I didn’t think it was possible, but her eyes narrow even more at that. Ethan’s mother definitely doesn’t like being on a first name basis with me. It’s a feeling that is completely mutual. But no way does she get the advantage here. No freaking way.
“It is. Nice to see that you have no problem making yourself at home in my son’s house.”
“Yes, well, he’s a generous guy. And since we’re practically living together anyway …”
“Are you, now?” She looks past me and for the first time I realize I’m still standing in front of the fridge, the door wide open. Damn it. Stupid wine tasting. Faced with this—with her—it doesn’t seem nearly as fun as it did just a few minutes ago. Not when I know I’ll need every last one of my wits about me to deal with her.
I move to close the fridge, but my balance isn’t quite right and I end up stumbling backward with the door, bumping my hip on the handle.
“Good Lord, you’re drunk. And it’s only two-thirty in the afternoon.” For the first time, she doesn’t bother with the mask and simply lets her disgust shine through.
It’s a lot of disgust and I can feel myself wilting under her disdain. The knowledge infuriates me and I straighten my spine. Force myself to maintain eye contact. Keep at bay the memories of that long ago day in the lawyer’s office when she was so icily polite and horrendously rude all at the same time. She has no right to judge me. Not this woman who has done so many truly awful things.
“Look, Vanessa,” I say, forcing myself to put my big girl panties on and deal with the situation at hand instead of lingering in the past that seems to be closing in on me from every side. “Ethan isn’t here right now. But when he gets back, I’ll be sure to let him know you sto—”
“Are you kicking me out of my son’s house?” she interrupts and for the first time I see a flicker of surprise on her overly Botoxed face. It actually looks more like incredulity, but I’ll take what I can get.

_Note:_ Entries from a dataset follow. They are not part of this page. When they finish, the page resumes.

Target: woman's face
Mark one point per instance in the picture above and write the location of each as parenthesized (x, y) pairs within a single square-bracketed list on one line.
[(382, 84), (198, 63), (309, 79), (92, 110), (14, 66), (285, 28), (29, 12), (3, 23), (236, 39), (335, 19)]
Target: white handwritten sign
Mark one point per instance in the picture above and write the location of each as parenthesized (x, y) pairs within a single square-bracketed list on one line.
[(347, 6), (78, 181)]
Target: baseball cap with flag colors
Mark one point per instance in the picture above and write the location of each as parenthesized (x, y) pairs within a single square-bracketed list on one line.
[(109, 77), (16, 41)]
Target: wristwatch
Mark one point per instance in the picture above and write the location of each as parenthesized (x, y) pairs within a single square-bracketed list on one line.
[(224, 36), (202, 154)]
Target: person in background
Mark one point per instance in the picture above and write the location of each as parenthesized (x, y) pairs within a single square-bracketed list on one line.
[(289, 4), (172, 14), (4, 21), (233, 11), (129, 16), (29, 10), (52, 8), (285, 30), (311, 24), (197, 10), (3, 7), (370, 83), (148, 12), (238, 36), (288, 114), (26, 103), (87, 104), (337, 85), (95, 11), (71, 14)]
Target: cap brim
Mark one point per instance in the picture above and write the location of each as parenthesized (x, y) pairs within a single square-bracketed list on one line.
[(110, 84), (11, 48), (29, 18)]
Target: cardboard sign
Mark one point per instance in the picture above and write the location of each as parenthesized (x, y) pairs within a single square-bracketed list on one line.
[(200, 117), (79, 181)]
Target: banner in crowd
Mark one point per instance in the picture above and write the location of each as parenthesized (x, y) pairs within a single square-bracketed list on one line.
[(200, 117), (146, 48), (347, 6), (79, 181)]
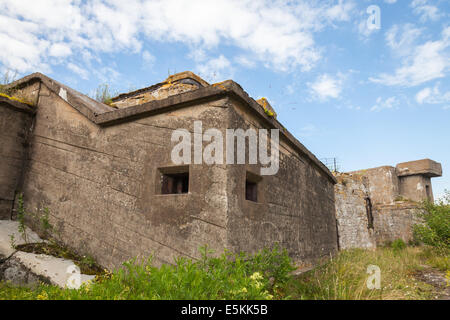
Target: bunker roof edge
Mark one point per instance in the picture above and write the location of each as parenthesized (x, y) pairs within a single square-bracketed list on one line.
[(104, 115)]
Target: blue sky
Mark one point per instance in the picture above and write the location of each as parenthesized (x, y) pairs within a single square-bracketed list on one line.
[(369, 97)]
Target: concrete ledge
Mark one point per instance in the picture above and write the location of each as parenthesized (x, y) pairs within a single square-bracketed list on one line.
[(56, 270)]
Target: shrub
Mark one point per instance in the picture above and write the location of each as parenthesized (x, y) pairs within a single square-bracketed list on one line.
[(435, 229), (104, 94), (398, 245)]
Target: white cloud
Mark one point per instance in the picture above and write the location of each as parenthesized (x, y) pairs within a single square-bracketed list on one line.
[(402, 38), (278, 34), (60, 50), (426, 11), (422, 95), (432, 96), (148, 58), (84, 74), (245, 61), (307, 131), (215, 69), (388, 103), (326, 87), (424, 62)]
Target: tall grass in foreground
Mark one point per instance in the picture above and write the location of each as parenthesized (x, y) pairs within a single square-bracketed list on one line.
[(265, 275), (230, 276), (345, 276)]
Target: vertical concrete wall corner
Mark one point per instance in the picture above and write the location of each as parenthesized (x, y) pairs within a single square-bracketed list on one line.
[(394, 194), (354, 212), (15, 124)]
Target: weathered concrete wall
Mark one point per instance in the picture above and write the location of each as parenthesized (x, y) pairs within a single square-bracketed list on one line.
[(383, 184), (100, 184), (395, 194), (352, 212), (395, 221), (416, 188), (295, 207), (14, 127)]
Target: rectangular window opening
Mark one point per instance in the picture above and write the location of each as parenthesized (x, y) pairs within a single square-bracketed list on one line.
[(175, 182), (251, 187), (427, 188)]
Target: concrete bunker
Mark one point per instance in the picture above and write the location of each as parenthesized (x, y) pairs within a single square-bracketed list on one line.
[(106, 176)]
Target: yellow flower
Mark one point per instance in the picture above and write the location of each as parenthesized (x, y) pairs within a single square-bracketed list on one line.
[(43, 296)]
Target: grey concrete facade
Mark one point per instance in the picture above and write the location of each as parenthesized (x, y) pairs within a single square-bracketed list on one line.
[(98, 169), (389, 196)]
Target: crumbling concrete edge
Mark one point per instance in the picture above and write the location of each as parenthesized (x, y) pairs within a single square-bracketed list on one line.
[(104, 115)]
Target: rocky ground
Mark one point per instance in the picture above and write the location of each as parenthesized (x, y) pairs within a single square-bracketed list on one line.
[(25, 268), (437, 279)]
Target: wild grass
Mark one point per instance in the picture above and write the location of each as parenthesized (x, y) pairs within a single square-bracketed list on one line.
[(230, 276), (345, 276)]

“Don’t think of it as me kicking you out. Think of it as me uninviting you until a later date.”
“Oh, Chloe. What makes you think you have the right to uninvite me from anything in my son’s life? Ever?”
Even as recently as a couple of weeks ago, my resolve would have faltered in the face of all that disdain. All that superiority. But that was before I’d faced Ethan’s secrets, before I’d had to learn what I could live with and what I couldn’t. And while I can live with a lot for Ethan, this woman isn’t one of those things—and she never will be.
“Because Ethan’s with me now. And if I don’t want you here, I promise you, you won’t be here.” They’re brave words, though I don’t know how true they actually are. It doesn’t matter, though. Nothing does at this moment but getting her out of here before I lose it completely. I thought I could handle it, thought I could handle her, but already the panic is crawling up the back of my throat. If I was sober I could do this. But drunk, I’m no match for her and I’m smart enough to know it.